EpiReader: a 2-stage approach to machine comprehension
When humans think about the world, we create hypotheses and test them out through experimentation. We see new things, we think about them, we act, and we learn.
At Maluuba, we believe this principle of testing theories with observed data can be applied to machine comprehension of natural language. We’ve verified this belief by developing EpiReader, an end-to-end neural model that uses a two-stage reasoning process to make sense of written text.
We conceived EpiReader because machine comprehension is a prerequisite for an extremely broad class of AI applications. Indeed, most human knowledge is collected in the natural language of text. There are trillions of unstructured documents - books, emails, chat logs, messages, notes, reports, user guides, and much more. Moreover, comprehension entails a range of important abilities, from basic understanding to causal reasoning to inference.
Turning machines into bookworms
As a comprehension model, EpiReader’s task is to answer questions by reading and comprehending a supporting passage of text. This is just like the reading tests we all took in school. In particular, we focused on the two best-known large-scale benchmarks for machine comprehension: CNN, which Google Deepmind released last summer and the Children’s Book Test (CBT), which Facebook released in February.
Both these datasets were generated synthetically through similar processes. The CNN corpus consists of news articles scraped from the CNN website with corresponding question-answer pairs. The questions are “fill-in-the-blanks”, or cloze format: they are constructed by deleting a single entity from highlight points that accompany each article. The target answer is simply the deleted word(s). See the example below for a clearer picture.
Similarly, CBT is based on 20-sentence excerpts from children’s books available through Project Gutenberg; question-answer pairs are generated by deleting a single word in the next (i.e., 21st) sentence.
We use these datasets in a supervised learning framework, wherein EpiReader “reads” both the text and the question and then outputs an answer that we compare to the correct target. We use stochastic gradient descent with backpropagation to tune the model parameters based on this error signal.
The structure of EpiReader can be seen in the figure below. From a high level, it consists in two connected modules that form hypotheses and then test them. The first module, the Extractor, selects a small set of potential answers by pointing to their locations in the text. It accomplishes this by first encoding both the passage and question using bidirectional GRU networks, then measuring the concordance between passage encodings and the question encoding with an inner product in the encoding space.
Based on this concordance, the Extractor generates hypotheses by replacing the placeholder token in the question with an answer candidate. The result is a statement that can be verified as true or false.

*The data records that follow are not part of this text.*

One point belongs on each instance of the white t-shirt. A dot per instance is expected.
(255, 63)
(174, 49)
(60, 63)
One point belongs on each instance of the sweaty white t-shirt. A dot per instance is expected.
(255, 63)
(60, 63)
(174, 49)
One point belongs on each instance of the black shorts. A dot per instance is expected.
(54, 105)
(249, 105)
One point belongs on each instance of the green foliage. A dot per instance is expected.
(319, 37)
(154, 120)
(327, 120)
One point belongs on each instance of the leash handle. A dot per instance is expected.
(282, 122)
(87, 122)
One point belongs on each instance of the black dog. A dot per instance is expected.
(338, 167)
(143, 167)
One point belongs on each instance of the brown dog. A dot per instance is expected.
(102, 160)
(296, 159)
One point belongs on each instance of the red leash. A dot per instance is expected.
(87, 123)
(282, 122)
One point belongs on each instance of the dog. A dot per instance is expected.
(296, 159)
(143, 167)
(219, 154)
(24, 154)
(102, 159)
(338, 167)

The second module, the Reasoner, then tests the hypotheses. It compares each hypothesis to the text passage, split into sentences, to measure textual entailment, and then aggregates entailment over all sentences in the passage. This is achieved using convolutional networks and a final GRU.

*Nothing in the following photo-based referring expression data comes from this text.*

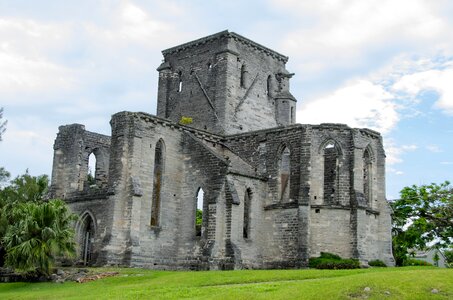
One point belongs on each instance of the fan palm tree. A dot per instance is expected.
(41, 233)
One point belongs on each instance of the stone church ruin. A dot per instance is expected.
(271, 193)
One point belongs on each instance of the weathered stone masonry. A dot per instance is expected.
(275, 192)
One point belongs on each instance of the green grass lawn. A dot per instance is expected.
(385, 283)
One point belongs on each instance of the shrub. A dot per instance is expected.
(377, 263)
(416, 262)
(332, 261)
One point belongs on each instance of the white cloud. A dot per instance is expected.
(394, 152)
(24, 67)
(434, 148)
(436, 80)
(345, 33)
(359, 103)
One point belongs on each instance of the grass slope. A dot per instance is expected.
(385, 283)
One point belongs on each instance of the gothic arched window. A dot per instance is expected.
(159, 164)
(331, 168)
(284, 175)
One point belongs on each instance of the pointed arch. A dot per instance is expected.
(91, 170)
(180, 81)
(330, 142)
(247, 213)
(269, 85)
(200, 212)
(331, 153)
(367, 175)
(284, 173)
(85, 232)
(243, 76)
(159, 169)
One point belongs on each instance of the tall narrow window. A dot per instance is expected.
(243, 75)
(180, 82)
(247, 204)
(367, 176)
(268, 85)
(91, 175)
(157, 184)
(284, 176)
(86, 238)
(330, 173)
(199, 229)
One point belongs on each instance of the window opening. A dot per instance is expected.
(284, 177)
(157, 184)
(330, 172)
(199, 229)
(180, 82)
(247, 204)
(91, 174)
(243, 75)
(367, 176)
(86, 239)
(268, 85)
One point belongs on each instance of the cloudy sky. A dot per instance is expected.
(384, 64)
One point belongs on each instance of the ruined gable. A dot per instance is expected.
(222, 177)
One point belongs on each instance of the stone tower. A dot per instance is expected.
(226, 84)
(274, 193)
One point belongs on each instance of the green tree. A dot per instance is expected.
(41, 233)
(33, 231)
(423, 215)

We combine the Reasoner’s entailment score with the concordance scores from the Extractor to determine a final likelihood of each hypothesis.
We tested EpiReader against the performance of several baselines on CNN and CBT. It achieved state-of-the-art performance across the board for both datasets, outperforming all previous approaches. In particular, EpiReader achieved 74% on CNN and 67.4% on CBT.
Applying the research
In the video below, we demonstrate EpiReader answering a few example questions. We use a twenty-sentence excerpt from Snow White (à la CBT), then take the twenty-first sentence and delete one of its words (in this case, ‘dwarfs’).
EpiReader first reads the question sentence and then reviews the passage. It extracts some potential words, formulates its hypotheses, then reasons about what the missing word is most likely to be.
Thereafter the video shows an example of comprehension over a news article.
Machine comprehension capabilities like this can work across multiple verticals -- in essence, on any task where information must be reviewed and understood. These capabilities can be applied to extracting information from reports, studies, user guides, and manuals, as well as to support human agents or customers searching for answers to their questions. In our future research, we will move beyond fill-in-the-blanks questions to cases where the answer is an arbitrary span of text in the corresponding passage.